What Does It Mean to You?
But the terms “data fabric” and “data mesh” are not used consistently in the market. In some cases, analyst groups try to put together a concise definition and list features or aspects that are required to conform to their definition. In some cases, vendors claim a product or service delivers a data fabric or a data mesh. In other cases, I’ve seen data fabric used as a synonym for data architecture.
“So what?” you may ask. And that is a great question. I don’t care if it is a mesh or a fabric or an architecture. The bottom line is that if it has “data” in its title, I like it! As long as it helps to facilitate the management, sharing, and usage of data, it can be helpful!
It’s all data management. And it needs to be done better — and more consistently — throughout all industries. If you’re doing things like ensuring data quality, establishing data stewardship, governing your data, ensuring compliance, and cataloging your data, these are long-overdue requirements I’m pleased to see being taken more seriously.
Consider data catalogs, which are a needed component of data architecture to enable the creation and management of metadata that allows us to actually use data. It sounds a lot like a data dictionary circa 1985, doesn’t it? Or a repository circa 1995? I guess if you wait around long enough, things have a way of resurrecting themselves… at least if they are useful. But they almost always have a new name!

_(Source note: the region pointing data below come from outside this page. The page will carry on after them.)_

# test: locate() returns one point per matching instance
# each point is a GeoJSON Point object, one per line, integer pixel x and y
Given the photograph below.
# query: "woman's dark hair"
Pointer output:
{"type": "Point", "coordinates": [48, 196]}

So, now we call it a data catalog. Oh sure, there are differences, such as the incorporation of machine learning to improve the metadata, a social media-like capability for users to define and improve metadata (like a Wiki), and the ability to perform semantic Google-like searches on the metadata. But it is still the same concept. We needed it then, and we need it even more now!
Some Useful Advice
OK, with all the above in mind, what steps make sense for your organisation to pursue? After all, the confusion surrounding “all things data” is real, but so are the challenges of managing data, as well as the potential benefits of gaining more control over your data assets.
The first thing to keep in mind is that you do not have to choose between data mesh and data fabric. Not only can a data mesh integrate and complement a data fabric (and vice versa), but both can also integrate and augment data management software already in use, thereby increasing its effectiveness.
Worry less about what is a mesh and what is a fabric and more about what you are attempting to accomplish. Work toward automating data management, assuring data governance, and establishing as much self-service to data as possible. And feel free to use concepts, processes, and tools from any source or framework that works for you and your organisation.
Think more of your data architecture and how you want to build it and manage it than whether you are implementing a data fabric or a data mesh, or indeed, any future “data thingie” that shows up.
As you automate, look to adopt and embrace AI and machine learning capabilities to bolster and improve your data architecture.
Finally, do not forget people and processes. You cannot solve all your data management issues with technology alone. Transforming your people and processes is just as crucial as transforming your data!